KU RTI: Il y a peut-être eu des concessions de notre part, de la part de nos structures. Cependant, je crois que les citoyens ne veulent plus du mouvement Vetevendosje. Au contraire. Lors des élections du 17 octobre, nous avons été les premiers avec le nombre total de voix au niveau national, comme lors des élections parlementaires. Cependant, les élections locales, contrairement aux élections législatives, sont un autre type de règles de jeu et d'élection. C'est un peu comme le tennis, où vous pouvez obtenir beaucoup de gènes, mais à la fin de l'ensemble. D'après le total des votes des citoyens, nous sommes les premiers en République à participer aux élections locales, bien que les maires n'auront que quatre municipalités. Lorsque nous sommes dans l'opposition, nous ferons une bonne et forte opposition; Là où nous sommes au pouvoir, nous ferons un gouvernement bon et efficace.

Les Serbes au Kosovo ne sont pas des citoyens d'occasion

POBYDA : Quel est le statut des Serbes au Kosovo ? Sont-ils, comme Belgrade le prétend officiellement, des citoyens du deuxième ordre?

Ils ne le sont pas. Au Kosovo, les Serbes représentent 5 à 6 % de la population et ne sont pas victimes de discrimination. En tant que Gouvernement du Kosovo, notre programme aidera autant les Serbes que les Albanais. Si vous demandez aux Serbes du Kosovo quelles sont leurs principales plaintes ou demandes, ils vous diront le travail et la justice.

Fait intéressant, aucun Serbe au Kosovo n'a protesté contre le fait que la communauté des municipalités à majorité serbe n'a pas été mise en œuvre. Belgrade est celle qui est toujours en colère. Ce que la Serbie essaie d'imposer la citoyenneté du Kosovo et notre ordre constitutionnel n'est pas la volonté ou la volonté des Serbes du Kosovo, mais l'expression des aspirations hégémonistes de la Serbie.

Nous sommes déterminés à affirmer la communauté monténégrine

POBYDA: Comment évalueriez-vous les relations entre le Kosovo et le Monténégro après le changement de gouvernement en 2020?

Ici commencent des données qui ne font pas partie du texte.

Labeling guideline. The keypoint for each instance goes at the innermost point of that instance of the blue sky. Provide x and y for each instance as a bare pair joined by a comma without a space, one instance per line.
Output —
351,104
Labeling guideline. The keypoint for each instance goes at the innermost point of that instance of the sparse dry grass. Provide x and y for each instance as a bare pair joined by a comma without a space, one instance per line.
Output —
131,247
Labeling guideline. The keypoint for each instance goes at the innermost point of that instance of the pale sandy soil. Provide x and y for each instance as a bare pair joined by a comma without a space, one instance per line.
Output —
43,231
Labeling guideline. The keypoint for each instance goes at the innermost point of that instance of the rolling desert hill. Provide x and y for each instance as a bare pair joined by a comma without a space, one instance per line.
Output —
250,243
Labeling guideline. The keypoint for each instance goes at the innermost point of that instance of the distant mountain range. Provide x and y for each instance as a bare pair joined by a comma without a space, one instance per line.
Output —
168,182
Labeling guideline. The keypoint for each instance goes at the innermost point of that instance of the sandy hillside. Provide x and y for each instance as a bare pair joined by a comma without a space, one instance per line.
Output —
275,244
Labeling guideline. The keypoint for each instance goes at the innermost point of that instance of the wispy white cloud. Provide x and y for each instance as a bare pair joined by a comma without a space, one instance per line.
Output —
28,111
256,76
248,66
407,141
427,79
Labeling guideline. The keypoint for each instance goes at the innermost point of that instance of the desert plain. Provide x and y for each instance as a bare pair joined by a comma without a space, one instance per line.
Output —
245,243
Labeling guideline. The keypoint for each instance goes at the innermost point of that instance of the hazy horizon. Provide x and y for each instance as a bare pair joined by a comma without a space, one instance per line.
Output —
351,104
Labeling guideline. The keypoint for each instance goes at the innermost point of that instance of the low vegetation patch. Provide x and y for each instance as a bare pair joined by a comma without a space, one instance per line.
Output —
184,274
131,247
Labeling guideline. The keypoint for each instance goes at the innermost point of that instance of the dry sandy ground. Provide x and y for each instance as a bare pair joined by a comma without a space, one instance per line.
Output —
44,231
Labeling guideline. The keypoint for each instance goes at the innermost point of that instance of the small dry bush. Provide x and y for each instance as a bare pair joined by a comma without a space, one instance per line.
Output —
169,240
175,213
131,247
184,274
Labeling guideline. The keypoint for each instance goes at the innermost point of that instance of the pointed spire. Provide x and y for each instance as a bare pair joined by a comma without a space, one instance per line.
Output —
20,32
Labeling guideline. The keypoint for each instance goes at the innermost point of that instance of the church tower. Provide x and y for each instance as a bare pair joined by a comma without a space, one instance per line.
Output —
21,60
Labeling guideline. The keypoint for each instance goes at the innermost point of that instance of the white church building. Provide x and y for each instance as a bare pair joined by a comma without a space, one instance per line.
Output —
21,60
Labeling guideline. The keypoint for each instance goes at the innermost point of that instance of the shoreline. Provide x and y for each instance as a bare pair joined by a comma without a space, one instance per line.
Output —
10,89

KU RTI: La République du Kosovo-Monténégro coopère étroitement dans de nombreux domaines. Le programme de réforme est prometteur parce que nous avons la possibilité d'intensifier la coopération dans la lutte contre la criminalité et la corruption, que nous devons combattre ensemble des deux côtés de la frontière. On peut également faire davantage pour faciliter la libre circulation des citoyens et éliminer les obstacles à un développement économique et à des investissements accrus dans les deux pays. Nous sommes disposés à coopérer et à coordonner les activités du Gouvernement de la République du Kosovo avec le Gouvernement monténégrien dans le cadre d ' initiatives régionales. Nous sommes reconnaissants au Monténégro de son soutien et de son engagement envers les organisations internationales. Le Kosovo et le Monténégro partagent des aspirations communes à l'adhésion à l'UE et sont partenaires des efforts conjoints de démocratisation et de développement dans la région.

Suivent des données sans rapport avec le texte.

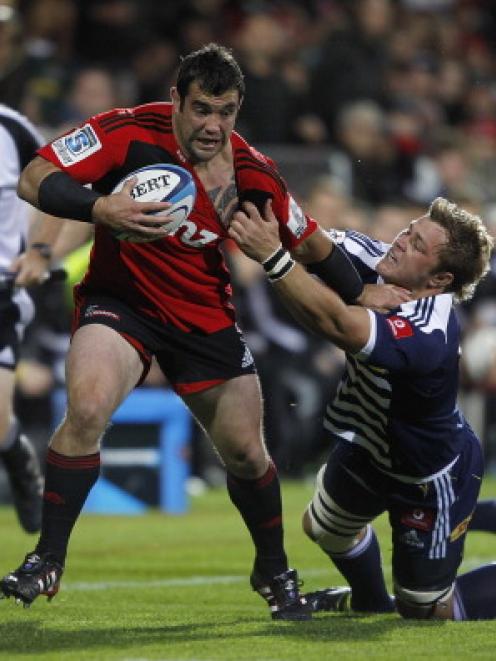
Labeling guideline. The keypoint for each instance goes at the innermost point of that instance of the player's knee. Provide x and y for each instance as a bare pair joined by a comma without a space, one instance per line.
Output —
88,414
424,605
334,529
248,461
329,540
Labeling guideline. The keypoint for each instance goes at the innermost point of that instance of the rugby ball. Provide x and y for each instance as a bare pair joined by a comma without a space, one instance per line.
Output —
162,182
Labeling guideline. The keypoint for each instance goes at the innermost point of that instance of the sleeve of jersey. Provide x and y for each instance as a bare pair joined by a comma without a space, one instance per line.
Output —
261,182
86,153
7,151
363,251
397,344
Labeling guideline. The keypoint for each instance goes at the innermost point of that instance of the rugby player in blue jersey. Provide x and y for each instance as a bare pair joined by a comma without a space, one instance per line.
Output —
400,443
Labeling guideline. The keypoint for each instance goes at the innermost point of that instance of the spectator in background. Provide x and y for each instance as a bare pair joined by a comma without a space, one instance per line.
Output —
261,44
353,61
13,62
92,90
366,162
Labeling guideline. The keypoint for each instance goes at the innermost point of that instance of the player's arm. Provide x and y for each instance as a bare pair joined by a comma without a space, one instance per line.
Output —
56,192
324,258
313,304
33,264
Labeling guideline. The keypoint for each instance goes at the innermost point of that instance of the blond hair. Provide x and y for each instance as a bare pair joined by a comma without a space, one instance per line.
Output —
468,250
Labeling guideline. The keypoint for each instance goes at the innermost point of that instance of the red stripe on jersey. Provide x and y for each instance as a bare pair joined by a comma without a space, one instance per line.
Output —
199,386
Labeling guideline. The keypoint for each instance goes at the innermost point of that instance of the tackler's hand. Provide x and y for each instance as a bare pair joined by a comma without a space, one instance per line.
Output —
257,236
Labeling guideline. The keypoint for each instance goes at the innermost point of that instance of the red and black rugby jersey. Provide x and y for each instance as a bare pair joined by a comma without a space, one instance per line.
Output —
180,279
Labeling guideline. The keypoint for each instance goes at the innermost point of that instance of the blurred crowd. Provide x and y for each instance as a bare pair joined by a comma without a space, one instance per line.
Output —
371,108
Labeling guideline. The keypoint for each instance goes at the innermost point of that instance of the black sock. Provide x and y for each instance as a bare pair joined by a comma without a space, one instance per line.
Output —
475,594
68,481
259,503
362,568
484,516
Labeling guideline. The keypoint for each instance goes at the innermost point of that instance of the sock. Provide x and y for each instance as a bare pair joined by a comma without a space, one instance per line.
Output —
259,503
11,438
484,516
68,481
362,568
475,594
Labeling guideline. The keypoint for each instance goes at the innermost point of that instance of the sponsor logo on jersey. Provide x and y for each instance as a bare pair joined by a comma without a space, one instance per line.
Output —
411,538
400,327
94,311
247,358
338,236
460,529
76,146
418,518
297,222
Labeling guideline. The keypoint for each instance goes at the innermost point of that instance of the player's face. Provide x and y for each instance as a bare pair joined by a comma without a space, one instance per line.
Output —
413,256
204,123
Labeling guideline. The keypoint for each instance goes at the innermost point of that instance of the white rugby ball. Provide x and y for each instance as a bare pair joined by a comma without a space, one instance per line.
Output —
162,182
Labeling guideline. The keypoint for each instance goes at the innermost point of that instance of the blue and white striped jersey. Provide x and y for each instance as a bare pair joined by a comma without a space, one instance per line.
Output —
397,398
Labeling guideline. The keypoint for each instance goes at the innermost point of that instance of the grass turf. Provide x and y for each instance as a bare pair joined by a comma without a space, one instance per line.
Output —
176,588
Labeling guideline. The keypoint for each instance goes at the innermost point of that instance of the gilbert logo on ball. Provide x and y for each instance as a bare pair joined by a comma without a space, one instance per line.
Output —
162,182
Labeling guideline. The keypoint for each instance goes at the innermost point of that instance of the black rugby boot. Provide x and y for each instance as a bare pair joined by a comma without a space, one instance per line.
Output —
23,469
334,600
282,595
38,575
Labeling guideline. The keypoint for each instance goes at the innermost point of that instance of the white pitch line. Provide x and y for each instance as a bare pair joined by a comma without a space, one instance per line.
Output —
193,581
190,581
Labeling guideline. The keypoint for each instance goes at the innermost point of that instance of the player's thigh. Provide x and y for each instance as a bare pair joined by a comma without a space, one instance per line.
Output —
7,384
347,497
102,368
429,524
231,414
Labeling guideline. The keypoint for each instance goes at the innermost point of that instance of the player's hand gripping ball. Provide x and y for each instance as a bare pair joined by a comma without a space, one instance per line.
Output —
162,182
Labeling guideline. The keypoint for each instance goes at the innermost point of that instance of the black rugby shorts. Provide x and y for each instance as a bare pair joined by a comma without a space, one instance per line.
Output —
429,521
191,362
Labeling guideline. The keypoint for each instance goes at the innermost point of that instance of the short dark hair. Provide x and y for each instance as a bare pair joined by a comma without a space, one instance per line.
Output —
468,251
215,70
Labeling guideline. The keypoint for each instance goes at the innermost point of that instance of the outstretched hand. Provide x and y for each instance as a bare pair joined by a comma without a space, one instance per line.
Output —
257,236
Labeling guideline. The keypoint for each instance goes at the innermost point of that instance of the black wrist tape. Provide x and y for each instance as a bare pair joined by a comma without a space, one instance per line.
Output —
60,195
337,271
278,264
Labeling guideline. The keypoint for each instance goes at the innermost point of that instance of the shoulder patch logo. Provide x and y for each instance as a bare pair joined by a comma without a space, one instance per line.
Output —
77,145
400,327
297,223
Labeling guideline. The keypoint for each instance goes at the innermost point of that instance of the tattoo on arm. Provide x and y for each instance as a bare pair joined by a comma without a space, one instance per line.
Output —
225,201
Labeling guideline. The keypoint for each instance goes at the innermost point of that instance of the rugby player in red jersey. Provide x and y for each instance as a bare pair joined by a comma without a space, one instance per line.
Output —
171,298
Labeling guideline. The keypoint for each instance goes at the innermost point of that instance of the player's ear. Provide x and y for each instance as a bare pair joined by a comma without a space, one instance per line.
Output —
441,280
176,99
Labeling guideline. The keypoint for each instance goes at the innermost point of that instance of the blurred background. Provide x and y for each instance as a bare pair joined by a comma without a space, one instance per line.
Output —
371,108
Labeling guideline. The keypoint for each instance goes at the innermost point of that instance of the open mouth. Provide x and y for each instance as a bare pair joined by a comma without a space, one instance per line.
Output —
208,143
391,256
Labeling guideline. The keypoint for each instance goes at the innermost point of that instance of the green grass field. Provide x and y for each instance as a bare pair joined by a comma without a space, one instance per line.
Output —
174,588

POBYDA: La communauté monténégrine du Kosovo, comme cela a été averti en mai dernier, doit devenir la catégorie constitutionnelle de la République du Kosovo en tant que Serbes et Bosniaques et obtenir le statut de minorité. Les Monténégrins du Kosovo ont-ils aujourd'hui le statut de minorité?

KU RTI: Avec les représentants de la communauté monténégrine au Kosovo, nous sommes déterminés à affirmer la position de la communauté monténégrine, ainsi qu'à instaurer la confiance et les relations de voisinage entre nos deux pays et nos peuples.
Nous voulons que les Albanais du Monténégro et les Monténégrins du Kosovo jouissent de tous leurs droits culturels et politiques collectifs, qui constituent une base saine pour de bonnes relations entre nos deux pays et un avenir meilleur pour les deux nations.